Белая жемчужина солнца, опускаясь к холодному окоему, едва проглядывала сквозь дымку облаков, будто одинокий глаз неба. Поверхность озера тускло блестела в последних предзакатных лучах. Водная гладь была чуть подернута рябью, похожей на длинные складки серого шелка. Сквозь рваные прорехи в облаках, словно корабль-призрак, плыл тонкий прозрачный полумесяц. Стая птиц летела по небу растянутым клином, и ветер нес на землю их крики — это дикие утки возвращались из странствий.
Мертвые деревья тянули из воды черные изогнутые ветви, а ближе к берегу колыхалась от ветра длинная осока, кончиками касаясь собственных отражений. Игра света и теней на поверхности озера надежно скрывала от глаз королевство, что таилось в самой глубине. Не было видно ничего, кроме осоки, песка и камней, темных расщелин — и силуэтов, которые не то двигались, не то стояли неподвижно глубоко на дне.
Когда крики диких уток затихли вдали, покой озера был внезапно нарушен сначала слабыми, потом довольно шумными голосами и смехом. На восточный берег вышла компания эртов.
Длинные, стянутые на затылке волосы восьмерых мужчин были огненно-рыжими, как закатное небо. В руках у охотников были луки, на спинах болтались на перевязях колчаны со стрелами. С пояса у некоторых свисали подстреленные куропатки, связанные за ноги. Позади бежала свора псов, помахивая пушистыми хвостами. Охота удалась. Окрыленные успехом, мужчины пребывали в отличном расположении духа. Вылазка к западному берегу озера была обычным развлечением; они уже не собирались охотиться всерьез, о чем явно свидетельствовал поднятый ими гвалт. На ходу мужчины спорили, шутили и подтрунивали друг над другом. Все они были молоды, здоровы и крепки — самый младший из них был еще, в сущности, мальчиком.

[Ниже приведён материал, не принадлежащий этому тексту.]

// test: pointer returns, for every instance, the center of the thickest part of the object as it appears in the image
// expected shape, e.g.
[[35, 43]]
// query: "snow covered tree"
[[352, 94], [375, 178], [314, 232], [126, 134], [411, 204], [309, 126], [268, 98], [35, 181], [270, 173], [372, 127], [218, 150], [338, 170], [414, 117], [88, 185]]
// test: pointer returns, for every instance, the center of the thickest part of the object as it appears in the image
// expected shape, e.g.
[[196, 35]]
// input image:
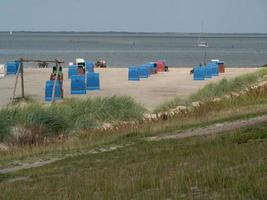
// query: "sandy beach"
[[114, 81]]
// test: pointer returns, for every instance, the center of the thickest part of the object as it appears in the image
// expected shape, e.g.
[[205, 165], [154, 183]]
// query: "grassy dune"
[[229, 166], [69, 117]]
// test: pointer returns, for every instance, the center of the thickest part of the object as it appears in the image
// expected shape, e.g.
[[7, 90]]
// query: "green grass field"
[[229, 166]]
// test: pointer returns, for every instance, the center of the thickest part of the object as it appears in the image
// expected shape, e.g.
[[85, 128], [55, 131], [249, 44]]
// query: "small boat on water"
[[202, 44]]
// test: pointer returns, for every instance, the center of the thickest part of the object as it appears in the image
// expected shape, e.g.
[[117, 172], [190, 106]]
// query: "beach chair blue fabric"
[[208, 71], [199, 73], [93, 82], [12, 68], [144, 71], [49, 90], [153, 67], [89, 66], [78, 84], [133, 74], [72, 71], [215, 69]]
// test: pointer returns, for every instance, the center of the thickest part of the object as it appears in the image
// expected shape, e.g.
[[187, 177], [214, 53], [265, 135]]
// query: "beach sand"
[[114, 81]]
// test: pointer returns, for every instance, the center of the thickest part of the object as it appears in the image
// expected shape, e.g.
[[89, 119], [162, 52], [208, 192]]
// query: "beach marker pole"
[[55, 81], [22, 78], [16, 82]]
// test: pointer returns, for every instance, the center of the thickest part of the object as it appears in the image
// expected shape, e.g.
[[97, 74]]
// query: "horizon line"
[[133, 32]]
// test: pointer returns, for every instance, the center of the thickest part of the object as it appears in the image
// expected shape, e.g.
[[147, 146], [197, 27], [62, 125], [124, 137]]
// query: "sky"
[[211, 16]]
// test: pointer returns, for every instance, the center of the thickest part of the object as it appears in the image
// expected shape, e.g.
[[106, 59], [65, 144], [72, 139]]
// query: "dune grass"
[[68, 117], [226, 166], [214, 90]]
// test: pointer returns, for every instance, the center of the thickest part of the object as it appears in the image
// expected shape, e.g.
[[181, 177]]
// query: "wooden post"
[[16, 82], [55, 81], [22, 78]]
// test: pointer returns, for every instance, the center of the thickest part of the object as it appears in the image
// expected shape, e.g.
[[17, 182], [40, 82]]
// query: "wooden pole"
[[16, 82], [55, 81], [22, 78]]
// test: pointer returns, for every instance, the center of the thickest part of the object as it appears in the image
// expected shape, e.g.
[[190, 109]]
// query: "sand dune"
[[114, 81]]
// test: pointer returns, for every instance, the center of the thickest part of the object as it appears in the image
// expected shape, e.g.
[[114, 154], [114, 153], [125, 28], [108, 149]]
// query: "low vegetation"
[[72, 115], [228, 166]]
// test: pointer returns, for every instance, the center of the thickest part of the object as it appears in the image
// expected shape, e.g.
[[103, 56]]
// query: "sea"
[[134, 49]]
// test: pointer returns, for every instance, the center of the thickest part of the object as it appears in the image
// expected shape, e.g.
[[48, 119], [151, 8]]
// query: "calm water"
[[124, 49]]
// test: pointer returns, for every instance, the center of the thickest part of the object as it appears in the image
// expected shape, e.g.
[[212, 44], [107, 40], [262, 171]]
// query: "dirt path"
[[52, 160], [213, 129]]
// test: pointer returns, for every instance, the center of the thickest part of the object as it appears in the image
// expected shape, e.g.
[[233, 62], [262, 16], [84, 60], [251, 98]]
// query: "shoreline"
[[149, 92]]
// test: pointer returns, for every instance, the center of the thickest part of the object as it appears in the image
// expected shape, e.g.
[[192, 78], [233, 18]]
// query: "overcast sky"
[[224, 16]]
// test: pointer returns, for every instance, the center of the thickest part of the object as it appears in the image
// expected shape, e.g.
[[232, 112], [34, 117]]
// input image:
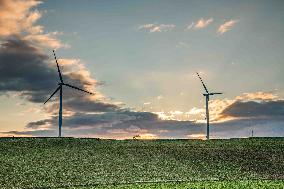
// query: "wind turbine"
[[207, 94], [59, 88]]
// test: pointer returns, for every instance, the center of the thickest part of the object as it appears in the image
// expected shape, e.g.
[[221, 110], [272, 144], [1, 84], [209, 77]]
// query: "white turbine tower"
[[59, 88], [207, 94]]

— Скьотфа, Падрей, — смеялись старшие, видя, как он бежит за ними, чтобы не отстать, — та окрас орм! Ту файгим моран биа!
Высокие медноволосые близнецы Магрейны, одетые в кожаные килты, выглядели просто великолепно. Широкие белозубые улыбки часто вспыхивали на смуглых лицах. Тяжелые цепочки из золота подчеркивали принадлежность юношей к аристократии Финварны.

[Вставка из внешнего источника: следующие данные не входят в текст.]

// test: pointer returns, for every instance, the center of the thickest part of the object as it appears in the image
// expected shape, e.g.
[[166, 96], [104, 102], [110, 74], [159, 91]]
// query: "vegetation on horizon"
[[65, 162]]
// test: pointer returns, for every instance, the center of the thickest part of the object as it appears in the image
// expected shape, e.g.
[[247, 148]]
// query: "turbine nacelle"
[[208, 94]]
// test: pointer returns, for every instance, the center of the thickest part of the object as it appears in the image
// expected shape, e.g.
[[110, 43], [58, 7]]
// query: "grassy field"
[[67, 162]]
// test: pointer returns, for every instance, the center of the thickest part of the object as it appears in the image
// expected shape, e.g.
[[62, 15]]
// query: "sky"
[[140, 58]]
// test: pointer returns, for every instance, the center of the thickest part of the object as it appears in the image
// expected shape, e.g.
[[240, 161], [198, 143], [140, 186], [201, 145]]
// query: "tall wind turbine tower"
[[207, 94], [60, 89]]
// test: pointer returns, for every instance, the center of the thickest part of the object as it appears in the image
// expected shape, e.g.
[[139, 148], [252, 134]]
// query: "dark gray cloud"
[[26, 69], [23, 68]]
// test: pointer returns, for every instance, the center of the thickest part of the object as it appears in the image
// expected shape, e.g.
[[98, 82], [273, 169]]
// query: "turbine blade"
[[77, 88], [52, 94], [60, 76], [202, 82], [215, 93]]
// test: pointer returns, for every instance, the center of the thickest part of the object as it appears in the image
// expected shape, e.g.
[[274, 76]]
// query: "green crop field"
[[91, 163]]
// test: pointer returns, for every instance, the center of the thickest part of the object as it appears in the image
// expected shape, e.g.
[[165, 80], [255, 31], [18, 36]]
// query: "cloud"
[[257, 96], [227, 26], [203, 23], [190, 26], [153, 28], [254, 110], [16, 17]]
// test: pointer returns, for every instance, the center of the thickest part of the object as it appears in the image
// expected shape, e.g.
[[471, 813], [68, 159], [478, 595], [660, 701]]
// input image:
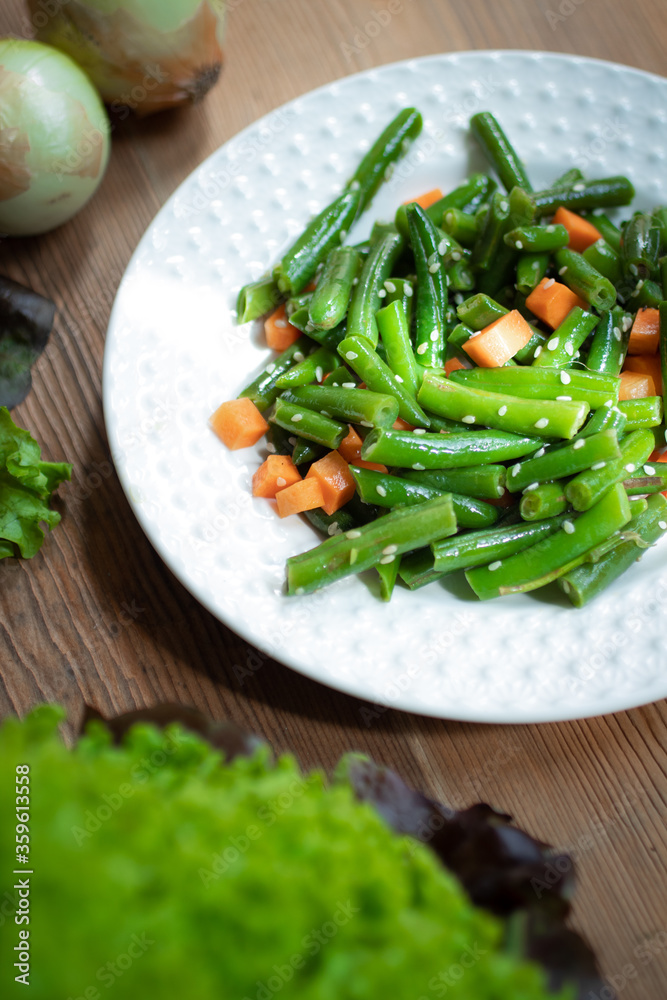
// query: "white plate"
[[174, 354]]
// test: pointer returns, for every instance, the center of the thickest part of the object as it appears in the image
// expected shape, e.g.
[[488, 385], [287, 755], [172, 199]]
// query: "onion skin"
[[54, 138], [140, 55]]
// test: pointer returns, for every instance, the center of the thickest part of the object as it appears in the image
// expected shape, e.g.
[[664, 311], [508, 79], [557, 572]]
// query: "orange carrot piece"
[[280, 334], [274, 475], [453, 365], [427, 199], [335, 480], [304, 495], [646, 364], [499, 341], [634, 385], [238, 423], [582, 232], [551, 301], [645, 333]]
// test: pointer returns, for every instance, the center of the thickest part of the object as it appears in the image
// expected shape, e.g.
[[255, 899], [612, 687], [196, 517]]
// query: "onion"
[[146, 55], [54, 138]]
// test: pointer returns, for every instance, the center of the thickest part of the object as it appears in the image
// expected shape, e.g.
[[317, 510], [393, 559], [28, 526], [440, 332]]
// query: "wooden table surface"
[[96, 617]]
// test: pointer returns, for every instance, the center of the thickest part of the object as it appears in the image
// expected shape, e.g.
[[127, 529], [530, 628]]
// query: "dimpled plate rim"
[[174, 353]]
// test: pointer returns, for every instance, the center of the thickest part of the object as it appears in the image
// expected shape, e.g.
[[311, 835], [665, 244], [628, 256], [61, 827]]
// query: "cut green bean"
[[385, 539], [354, 406], [258, 298], [407, 450], [499, 151], [393, 326], [589, 580], [457, 401], [308, 424], [601, 448], [587, 487], [330, 300], [359, 354]]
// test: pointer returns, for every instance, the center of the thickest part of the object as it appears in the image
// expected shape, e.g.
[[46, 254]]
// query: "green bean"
[[353, 406], [485, 482], [366, 298], [641, 245], [542, 383], [610, 342], [309, 425], [586, 488], [330, 300], [559, 463], [393, 327], [457, 401], [546, 500], [588, 580], [483, 547], [550, 558], [263, 390], [405, 449], [378, 376], [604, 259], [327, 230], [583, 279], [641, 413], [537, 239], [530, 269], [606, 193], [499, 151], [257, 298], [357, 550], [393, 143], [311, 369]]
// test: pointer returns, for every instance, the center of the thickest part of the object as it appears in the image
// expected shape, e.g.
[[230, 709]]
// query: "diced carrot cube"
[[280, 334], [645, 333], [238, 423], [427, 199], [273, 475], [453, 365], [499, 341], [636, 386], [335, 479], [304, 495], [551, 301], [582, 232], [646, 364]]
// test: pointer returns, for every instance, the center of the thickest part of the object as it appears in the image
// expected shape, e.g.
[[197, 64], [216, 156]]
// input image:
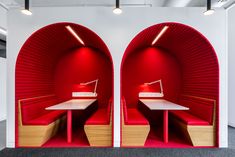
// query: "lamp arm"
[[96, 83], [160, 81]]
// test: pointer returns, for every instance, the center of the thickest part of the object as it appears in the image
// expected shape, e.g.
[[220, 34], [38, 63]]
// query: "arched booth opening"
[[169, 89], [64, 89]]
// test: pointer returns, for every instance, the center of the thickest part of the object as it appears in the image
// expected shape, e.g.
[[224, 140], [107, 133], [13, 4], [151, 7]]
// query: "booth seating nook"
[[98, 127], [135, 127], [197, 124], [37, 125]]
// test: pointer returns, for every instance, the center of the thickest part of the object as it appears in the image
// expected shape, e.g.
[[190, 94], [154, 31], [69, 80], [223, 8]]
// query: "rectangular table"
[[73, 104], [162, 104]]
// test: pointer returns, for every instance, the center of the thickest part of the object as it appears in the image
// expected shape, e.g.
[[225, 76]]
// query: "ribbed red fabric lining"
[[38, 58], [196, 56]]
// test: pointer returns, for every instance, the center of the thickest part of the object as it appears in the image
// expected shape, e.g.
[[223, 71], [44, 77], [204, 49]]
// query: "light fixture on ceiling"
[[3, 31], [209, 11], [70, 29], [160, 34], [117, 10], [26, 10]]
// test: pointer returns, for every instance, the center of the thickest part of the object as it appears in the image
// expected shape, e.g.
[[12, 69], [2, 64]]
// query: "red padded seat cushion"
[[34, 113], [47, 118], [98, 118], [188, 118], [201, 108], [132, 116], [101, 116], [135, 118]]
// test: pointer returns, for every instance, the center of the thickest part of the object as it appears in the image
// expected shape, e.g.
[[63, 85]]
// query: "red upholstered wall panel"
[[39, 56], [84, 65], [147, 65], [197, 59]]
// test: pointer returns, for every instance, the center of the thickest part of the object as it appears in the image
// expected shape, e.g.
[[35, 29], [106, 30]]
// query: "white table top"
[[162, 104], [73, 104]]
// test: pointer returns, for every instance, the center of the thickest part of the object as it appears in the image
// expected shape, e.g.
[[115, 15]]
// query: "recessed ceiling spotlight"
[[209, 11], [3, 31], [26, 10], [160, 34], [70, 29], [117, 10]]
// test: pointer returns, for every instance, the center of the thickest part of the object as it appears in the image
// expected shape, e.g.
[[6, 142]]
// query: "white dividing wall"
[[3, 84], [3, 24], [117, 32], [231, 66], [3, 17]]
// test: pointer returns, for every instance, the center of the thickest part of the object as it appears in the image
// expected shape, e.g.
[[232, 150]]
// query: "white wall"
[[3, 84], [3, 17], [117, 32], [3, 24], [231, 66]]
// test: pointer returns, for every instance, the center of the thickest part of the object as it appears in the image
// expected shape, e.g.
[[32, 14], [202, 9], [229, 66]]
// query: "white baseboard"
[[2, 118], [10, 145], [231, 124]]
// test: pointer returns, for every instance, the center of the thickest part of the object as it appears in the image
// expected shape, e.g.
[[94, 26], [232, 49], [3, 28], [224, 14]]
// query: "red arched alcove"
[[182, 57], [52, 60]]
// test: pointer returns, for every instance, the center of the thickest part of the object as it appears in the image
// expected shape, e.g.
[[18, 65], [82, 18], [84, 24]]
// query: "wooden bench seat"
[[37, 125], [98, 127], [197, 124], [135, 127]]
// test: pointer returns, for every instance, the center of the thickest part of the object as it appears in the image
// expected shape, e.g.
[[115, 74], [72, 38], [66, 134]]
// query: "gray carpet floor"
[[2, 134], [122, 152]]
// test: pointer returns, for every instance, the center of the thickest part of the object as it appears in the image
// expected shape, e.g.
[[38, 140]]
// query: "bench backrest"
[[203, 108], [124, 108], [109, 110], [32, 108]]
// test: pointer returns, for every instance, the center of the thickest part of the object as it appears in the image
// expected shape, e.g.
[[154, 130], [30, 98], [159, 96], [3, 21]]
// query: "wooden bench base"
[[99, 135], [197, 135], [134, 135], [37, 135]]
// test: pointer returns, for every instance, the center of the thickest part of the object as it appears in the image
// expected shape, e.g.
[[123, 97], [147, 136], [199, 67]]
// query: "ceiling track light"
[[72, 31], [209, 11], [26, 10], [117, 10]]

— Лмаркайм! Амаркайм! — закричал вдруг Падрей, указывая на черный, лишившийся листвы ольшаник на берегу озера.
Мужчины остановились и повернули головы.
Там двигалась какая-то тень. Или не тень?
Грациозно выгнув шею, из-за деревьев вышел жеребец. Он был сложен, как победитель всех скачек мира в расцвете лет. Его холеная кожа лоснилась, будто маслянистая пленка на черной воде озера, вспыхивая серебряными искрами на играющих силой мускулах. Без сомнения, этого жеребца не догнал бы даже ветер.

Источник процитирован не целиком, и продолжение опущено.